Autonomous Quantum State Transfer by Dissipation Engineering

TL;DR

This paper demonstrates how dissipation engineering in open quantum systems enables autonomous, directional quantum state transfer between stationary qubits without the need for precise timing control.

Contribution

It introduces a dissipation-based method for autonomous quantum state transfer, eliminating the need for time-dependent control in quantum information processing.

Findings

Minimum system dimension for transfer is 3x2 plus an auxiliary reservoir.

Proposes realistic superconducting circuit implementations.

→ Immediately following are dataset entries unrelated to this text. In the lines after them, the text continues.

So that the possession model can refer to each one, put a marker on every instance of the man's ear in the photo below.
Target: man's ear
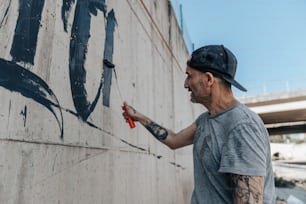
(210, 78)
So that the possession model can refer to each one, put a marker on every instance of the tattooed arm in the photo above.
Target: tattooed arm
(247, 189)
(166, 136)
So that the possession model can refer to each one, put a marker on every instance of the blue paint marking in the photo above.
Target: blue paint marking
(18, 79)
(26, 31)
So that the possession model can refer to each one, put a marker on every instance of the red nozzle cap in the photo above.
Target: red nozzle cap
(129, 119)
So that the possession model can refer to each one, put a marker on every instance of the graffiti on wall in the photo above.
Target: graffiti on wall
(17, 78)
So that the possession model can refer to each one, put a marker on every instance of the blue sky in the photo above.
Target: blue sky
(267, 37)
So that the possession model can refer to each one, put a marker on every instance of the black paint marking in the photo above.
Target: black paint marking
(5, 13)
(26, 31)
(24, 114)
(108, 55)
(16, 78)
(66, 11)
(80, 34)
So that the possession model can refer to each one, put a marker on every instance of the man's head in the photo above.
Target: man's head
(218, 60)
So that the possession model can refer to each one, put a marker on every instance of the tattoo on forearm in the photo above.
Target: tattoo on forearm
(157, 131)
(247, 189)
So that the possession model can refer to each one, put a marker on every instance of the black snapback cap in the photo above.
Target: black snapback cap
(218, 60)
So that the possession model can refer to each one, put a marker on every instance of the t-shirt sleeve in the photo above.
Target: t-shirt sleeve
(244, 152)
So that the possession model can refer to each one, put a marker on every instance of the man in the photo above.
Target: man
(232, 160)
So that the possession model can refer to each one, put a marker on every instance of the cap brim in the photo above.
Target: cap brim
(234, 83)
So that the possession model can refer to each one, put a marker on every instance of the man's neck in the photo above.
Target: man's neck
(220, 102)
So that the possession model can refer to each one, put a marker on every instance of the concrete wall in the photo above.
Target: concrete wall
(62, 136)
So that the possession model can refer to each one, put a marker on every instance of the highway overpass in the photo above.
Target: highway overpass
(282, 113)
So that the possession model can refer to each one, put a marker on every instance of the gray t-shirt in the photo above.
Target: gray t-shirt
(234, 141)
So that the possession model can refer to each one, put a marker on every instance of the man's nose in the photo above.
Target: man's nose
(186, 84)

Suggests schemes for long-distance state transfer using impedance-matched dissipation.

Abstract

Quantum state transfer from an information-carrying qubit to a receiving qubit is ubiquitous for quantum information technology. In a closed quantum system, this task requires precisely-timed control of coherent qubit-qubit interactions that are intrinsically reciprocal. Here, breaking reciprocity by tailoring dissipation in an open system, we show that it is possible to autonomously transfer a quantum state between stationary qubits without time-dependent control. We present the general requirements for this directional transfer process, and show that the minimum system dimension for transferring one qubit of information is 3 $\times$ 2 (between one physical qutrit and one physical qubit), plus one auxiliary reservoir. We propose realistic implementations in present-day superconducting circuit QED experiments, and further propose schemes compatible with long-distance state transfer using impedance-matched dissipation engineering.